Cobra Kai is, by its very nature, a show about "what ifs." More than three decades in the making, it offers fans of the Karate Kid series a look at the stories they love after the credits rolled. Cinephiles no longer need wonder what happened to Johnny Lawrence, satisfied as they now are with the fact that he spent 30 years drunk on the floor of his apartment, slowly building up the thematic potential energy necessary to one day become an unlikely hero.

Which isn't to say that there aren't still scenarios left unexplored. We don't, for example, know what happened to Hillary Swank's character, though the smart money's on an in-ring accident involving a sucker punch and a corner stool. Cobra Kai even reaches back into deleted scenes from the original movie franchise.

Now, it's been revealed that Cobra Kai has a laundry list of alternate scenes of its own, possibly setting up for new "what ifs" in the future. One in particular, originally slated for the show's third season finale, is getting some fan attention following its big reveal in a cast interview with Seventeen. There, Xolo Maridueña, who plays Miguel on the series, let slip that the original climactic fight sequence was supposed to take place in a completely different setting.

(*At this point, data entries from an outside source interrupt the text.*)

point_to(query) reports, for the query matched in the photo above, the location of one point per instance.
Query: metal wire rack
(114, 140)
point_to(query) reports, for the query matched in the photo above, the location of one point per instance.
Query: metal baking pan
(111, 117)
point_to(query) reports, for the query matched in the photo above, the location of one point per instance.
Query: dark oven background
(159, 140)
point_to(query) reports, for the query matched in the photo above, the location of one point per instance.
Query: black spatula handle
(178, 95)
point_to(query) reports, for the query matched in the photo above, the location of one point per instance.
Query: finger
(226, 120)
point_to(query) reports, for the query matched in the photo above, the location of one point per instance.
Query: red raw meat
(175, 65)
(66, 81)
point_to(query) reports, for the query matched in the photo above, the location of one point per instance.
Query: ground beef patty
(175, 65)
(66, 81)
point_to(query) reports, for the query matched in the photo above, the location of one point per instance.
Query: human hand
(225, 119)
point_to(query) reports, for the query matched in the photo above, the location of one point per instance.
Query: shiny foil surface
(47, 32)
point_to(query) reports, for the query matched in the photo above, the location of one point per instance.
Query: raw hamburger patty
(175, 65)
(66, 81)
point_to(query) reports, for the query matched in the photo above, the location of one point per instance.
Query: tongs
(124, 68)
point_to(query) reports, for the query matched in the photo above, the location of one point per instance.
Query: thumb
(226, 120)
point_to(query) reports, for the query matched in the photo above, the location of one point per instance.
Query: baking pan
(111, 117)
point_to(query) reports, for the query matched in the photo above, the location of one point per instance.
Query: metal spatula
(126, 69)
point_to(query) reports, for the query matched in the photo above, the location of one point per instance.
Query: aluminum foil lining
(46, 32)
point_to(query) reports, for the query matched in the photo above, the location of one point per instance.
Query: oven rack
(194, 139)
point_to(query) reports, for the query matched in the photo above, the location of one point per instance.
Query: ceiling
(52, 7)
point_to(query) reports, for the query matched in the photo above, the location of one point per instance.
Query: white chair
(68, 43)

Cobra Kai's climactic fight could have swept the cast's legs for them

"A lot of people don't know this but that fight was originally supposed to be in the Miyagi-do backyard," Maridueña told Seventeen. "It was supposed to be raining and at night, but it just ended up being too much of a liability trying to have like 20 kids running around in the mud... Also, due to continuity, particularly with the rain, it just seemed like we didn't have any time. I really commend our [stunt] coordinators, Hiro and Jahnel for making it happen. They found this out a day and a half before we actually had to film it, so they had to re-choreograph everything in a totally different environment."

While a dark, damp martial arts fight sequence would have undoubtedly been dramatic as all get out, it's easy to see why Cobra Kai's production team decided to go in a less potentially accident-heavy environment. The kid-on-kid violence that fans wound up with in the season 3 finale "December 19" seems it was likely difficult enough to shoot, logistics-wise, and adding a layer of slick dirt and pouring rain to the equation would have probably made it unfilmable. Still, maybe one day we'll get to see the all-damp version of this climactic face-off, either when the show's insurance premiums go down, or when the actors become less breakable.